<h1> <center> Data Acquisition: Publications per Department through JSON </center> </h1>

For the 12 departments we are analysing, we need data on their publications. While this data can be webscraped, it is already available in JSON format, which is semi-structured and so much easier to convert to a dataframe and manipulate. As we want to look at publications for department over time, we will be loading multiple JSON files based on department.

<h2> <i> <center> Importing Data </center> </i> </h2> 

In [69]:
import json
import pandas as pd
from datetime import datetime

departments = ['Anthropology', 'Economic History', 'Finance', 'Geography and Environment', 'Government', 
               'International Relations', 'Management', 'Mathematics', 'Psychological and Behavioural Science',
              'Social Policy', 'Sociology', 'Statistics']
publications_data = {}

# loading files
for department in departments:
    with open(f"Data/{department}_publications.json", "r") as file:
        publications_data[department] = json.load(file)
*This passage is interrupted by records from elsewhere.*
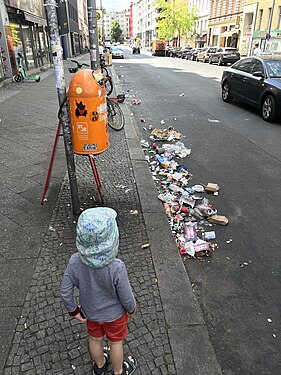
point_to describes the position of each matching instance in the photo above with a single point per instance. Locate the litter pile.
(188, 209)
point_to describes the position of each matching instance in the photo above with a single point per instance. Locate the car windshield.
(273, 68)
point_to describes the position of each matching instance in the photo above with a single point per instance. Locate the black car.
(192, 54)
(225, 56)
(255, 80)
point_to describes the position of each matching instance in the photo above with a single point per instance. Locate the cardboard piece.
(166, 134)
(218, 219)
(211, 187)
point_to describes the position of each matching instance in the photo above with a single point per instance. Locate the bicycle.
(108, 80)
(115, 116)
(116, 119)
(78, 67)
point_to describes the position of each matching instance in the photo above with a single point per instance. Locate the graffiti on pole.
(4, 52)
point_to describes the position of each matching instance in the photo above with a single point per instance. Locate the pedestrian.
(106, 300)
(257, 50)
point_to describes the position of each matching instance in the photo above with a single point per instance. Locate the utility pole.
(93, 34)
(61, 90)
(270, 24)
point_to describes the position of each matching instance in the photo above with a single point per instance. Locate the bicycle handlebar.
(79, 65)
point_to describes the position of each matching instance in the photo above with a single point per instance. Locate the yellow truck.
(158, 47)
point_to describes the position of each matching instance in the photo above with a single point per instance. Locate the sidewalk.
(168, 335)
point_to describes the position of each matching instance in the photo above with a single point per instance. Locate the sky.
(111, 5)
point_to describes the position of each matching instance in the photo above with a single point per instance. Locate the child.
(105, 293)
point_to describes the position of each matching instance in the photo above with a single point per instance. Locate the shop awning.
(35, 19)
(228, 33)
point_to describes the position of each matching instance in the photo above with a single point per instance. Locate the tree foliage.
(116, 31)
(175, 18)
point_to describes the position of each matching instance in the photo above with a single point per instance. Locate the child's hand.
(80, 318)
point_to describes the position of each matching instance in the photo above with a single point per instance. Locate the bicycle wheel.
(104, 71)
(116, 119)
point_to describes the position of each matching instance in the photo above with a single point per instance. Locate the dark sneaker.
(129, 366)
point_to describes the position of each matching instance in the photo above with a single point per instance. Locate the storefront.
(27, 33)
(270, 42)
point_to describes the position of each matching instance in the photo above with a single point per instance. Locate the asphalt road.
(232, 146)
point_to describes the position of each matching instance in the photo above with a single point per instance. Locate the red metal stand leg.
(51, 163)
(96, 175)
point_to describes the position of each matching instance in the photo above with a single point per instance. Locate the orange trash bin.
(88, 114)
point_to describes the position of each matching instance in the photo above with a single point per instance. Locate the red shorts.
(114, 331)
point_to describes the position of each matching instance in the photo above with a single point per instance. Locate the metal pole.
(93, 34)
(270, 23)
(102, 24)
(61, 90)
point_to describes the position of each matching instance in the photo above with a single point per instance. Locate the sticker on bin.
(102, 108)
(82, 128)
(90, 146)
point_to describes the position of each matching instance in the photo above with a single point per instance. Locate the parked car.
(136, 49)
(117, 53)
(192, 54)
(225, 56)
(174, 51)
(255, 80)
(205, 54)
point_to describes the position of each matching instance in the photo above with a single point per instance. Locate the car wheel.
(268, 109)
(225, 94)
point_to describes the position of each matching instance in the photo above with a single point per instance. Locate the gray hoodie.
(104, 293)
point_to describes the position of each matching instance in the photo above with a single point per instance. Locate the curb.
(192, 349)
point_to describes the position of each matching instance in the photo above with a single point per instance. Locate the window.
(260, 19)
(244, 65)
(257, 66)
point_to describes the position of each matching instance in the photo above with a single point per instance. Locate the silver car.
(205, 54)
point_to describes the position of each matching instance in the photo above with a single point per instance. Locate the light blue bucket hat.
(97, 236)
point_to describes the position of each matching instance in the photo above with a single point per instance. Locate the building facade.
(261, 24)
(201, 26)
(105, 23)
(24, 28)
(145, 16)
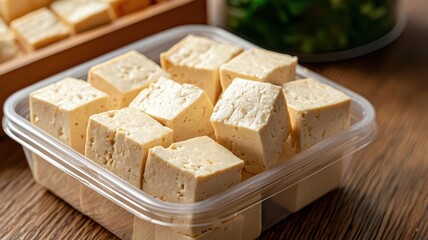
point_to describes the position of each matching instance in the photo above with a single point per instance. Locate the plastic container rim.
(244, 195)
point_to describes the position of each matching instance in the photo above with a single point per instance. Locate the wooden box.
(32, 67)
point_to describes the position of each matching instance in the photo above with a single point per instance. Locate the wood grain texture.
(385, 194)
(62, 55)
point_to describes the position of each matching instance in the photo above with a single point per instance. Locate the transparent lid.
(216, 208)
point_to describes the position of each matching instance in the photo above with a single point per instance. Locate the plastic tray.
(261, 188)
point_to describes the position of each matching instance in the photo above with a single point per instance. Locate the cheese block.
(196, 60)
(143, 230)
(12, 9)
(123, 77)
(190, 171)
(57, 181)
(8, 47)
(185, 108)
(123, 7)
(231, 229)
(194, 169)
(251, 120)
(62, 109)
(82, 15)
(317, 111)
(259, 65)
(108, 214)
(38, 29)
(119, 140)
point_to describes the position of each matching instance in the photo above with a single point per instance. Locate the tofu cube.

After loading in the data, we need to figure out the formatting of the file in order to extract the data on publication data.

In [70]:
# an example item
publications_data['Anthropology'][0]

{'date': '2024-03-11',
 'title': 'What relevance has division of labour in a world of precarious work?',
 'metadata_visibility': 'show',
 'issn': '0962-8436',
 'refereed': 'TRUE',
 'note': '© 2024 Royal Society',
 'eprint_status': 'archive',
 'subjects': ['HD', 'B1', 'GN', 'H'],
 'userid': 32689,
 'eprintid': 122334,
 'documents': [{'formatdesc': 'What relevance has division of labour in a world of precarious work',
   'uri': 'http://eprints.lse.ac.uk/id/document/371833',
   'eprintid': 122334,
   'pos': 1,
   'license': 'cc_by',
   'rev_number': 2,
   'files': [{'filename': 'What_relevance_has_division_of_labour_in_a_world_of_precarious_work.pdf',
     'mtime': '2024-03-12 09:54:09',
     'fileid': 2902930,
     'datasetid': 'document',
     'uri': 'http://eprints.lse.ac.uk/id/file/2902930',
     'filesize': 251666,
     'hash': 'e7a23cba36609a8176bd7e51fdb7e828',
     'objectid': 371833,
     'mime_type': 'application/pdf',
     'hash_type': 'MD5'}],
   'docid': 371833,
   'mime_type

In [71]:
# how to extract date
publications_data['Anthropology'][0]['date']

'2024-03-11'

We specifically chose an example with multiple authors to look at the format. While examining the information for different publications, we noticed that some store author data under creator and other under editor, while still meaning the author

In [72]:
# how to extract authors
publications_data['Anthropology'][10]['creators']

[{'instid': None,
  'id': None,
  'name': {'family': 'Olk',
   'honourific': None,
   'lineage': None,
   'given': 'Christopher'}},
 {'name': {'given': 'Colleen',
   'lineage': None,
   'honourific': None,
   'family': 'Schneider'},
  'instid': None,
  'id': None},
 {'id': 'j.e.hickel@lse.ac.uk',
  'instid': 627742,
  'name': {'given': 'Jason',
   'lineage': None,
   'honourific': None,
   'family': 'Hickel'}}]

In [73]:
publications_data['Anthropology'][17]['editors']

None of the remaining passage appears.